Why Traditional Real-Time Approaches Fall Short

WebSockets became the default choice for real-time communication over the past decade, but this pattern emerged before HTTP/2 multiplexing, modern edge networks, and serverless architectures reshaped how we build distributed systems. WebSockets require maintaining persistent TCP connections with custom protocols, which conflicts with the stateless, horizontally scalable architectures that dominate cloud-native infrastructure in 2025.

Polling mechanisms—whether short or long—create predictable but wasteful traffic patterns. A dashboard polling every 5 seconds generates 17,280 requests daily per client, even when no data changes. This approach fails under modern cost models where egress bandwidth, function invocations, and database queries directly impact operational expenses. More critically, polling introduces artificial latency bounds that make truly responsive interfaces impossible.

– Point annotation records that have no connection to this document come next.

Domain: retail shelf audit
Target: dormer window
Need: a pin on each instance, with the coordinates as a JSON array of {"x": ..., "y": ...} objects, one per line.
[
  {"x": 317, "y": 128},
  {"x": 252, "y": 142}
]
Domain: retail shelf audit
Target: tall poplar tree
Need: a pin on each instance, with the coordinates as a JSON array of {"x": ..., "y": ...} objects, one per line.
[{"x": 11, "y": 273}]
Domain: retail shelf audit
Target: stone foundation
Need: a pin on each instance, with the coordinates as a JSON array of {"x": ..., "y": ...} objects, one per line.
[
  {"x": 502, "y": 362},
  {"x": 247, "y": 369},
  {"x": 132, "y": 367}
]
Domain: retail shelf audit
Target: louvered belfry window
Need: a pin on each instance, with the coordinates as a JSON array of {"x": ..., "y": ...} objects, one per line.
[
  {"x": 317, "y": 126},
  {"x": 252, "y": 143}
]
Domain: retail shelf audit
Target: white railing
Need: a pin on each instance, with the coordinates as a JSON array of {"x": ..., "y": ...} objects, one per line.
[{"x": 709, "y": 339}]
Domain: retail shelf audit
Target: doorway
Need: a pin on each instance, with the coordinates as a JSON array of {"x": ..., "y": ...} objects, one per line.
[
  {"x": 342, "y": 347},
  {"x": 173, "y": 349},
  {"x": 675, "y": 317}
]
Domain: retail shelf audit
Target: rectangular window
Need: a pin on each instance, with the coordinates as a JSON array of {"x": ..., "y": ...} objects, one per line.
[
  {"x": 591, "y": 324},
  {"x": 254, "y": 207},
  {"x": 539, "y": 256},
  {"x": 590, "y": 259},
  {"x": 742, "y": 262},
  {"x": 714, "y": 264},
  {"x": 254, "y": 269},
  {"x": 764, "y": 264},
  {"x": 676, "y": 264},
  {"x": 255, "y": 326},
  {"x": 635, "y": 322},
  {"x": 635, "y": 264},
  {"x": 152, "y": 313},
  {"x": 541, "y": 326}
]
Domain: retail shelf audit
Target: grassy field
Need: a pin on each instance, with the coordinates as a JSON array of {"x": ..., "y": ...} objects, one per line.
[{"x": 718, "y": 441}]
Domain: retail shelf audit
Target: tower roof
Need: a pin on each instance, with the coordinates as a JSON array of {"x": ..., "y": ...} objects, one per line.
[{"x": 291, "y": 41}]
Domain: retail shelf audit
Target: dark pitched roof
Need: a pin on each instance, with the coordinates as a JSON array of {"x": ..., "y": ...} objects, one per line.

The shift toward edge computing and globally distributed architectures exposes another weakness: WebSocket connections don't traverse CDN layers effectively. Most CDN providers in 2025 support HTTP streaming natively but require special configuration or dedicated infrastructure for WebSocket proxying. This architectural friction increases deployment complexity and reduces the effectiveness of edge caching strategies.

Server-sent events architecture solves these problems by using standard HTTP connections with a specific content type (text/event-stream) that keeps the connection open for server-initiated messages. This approach works with existing HTTP infrastructure, supports automatic reconnection with last-event-ID tracking, and integrates seamlessly with modern observability tools that understand HTTP semantics.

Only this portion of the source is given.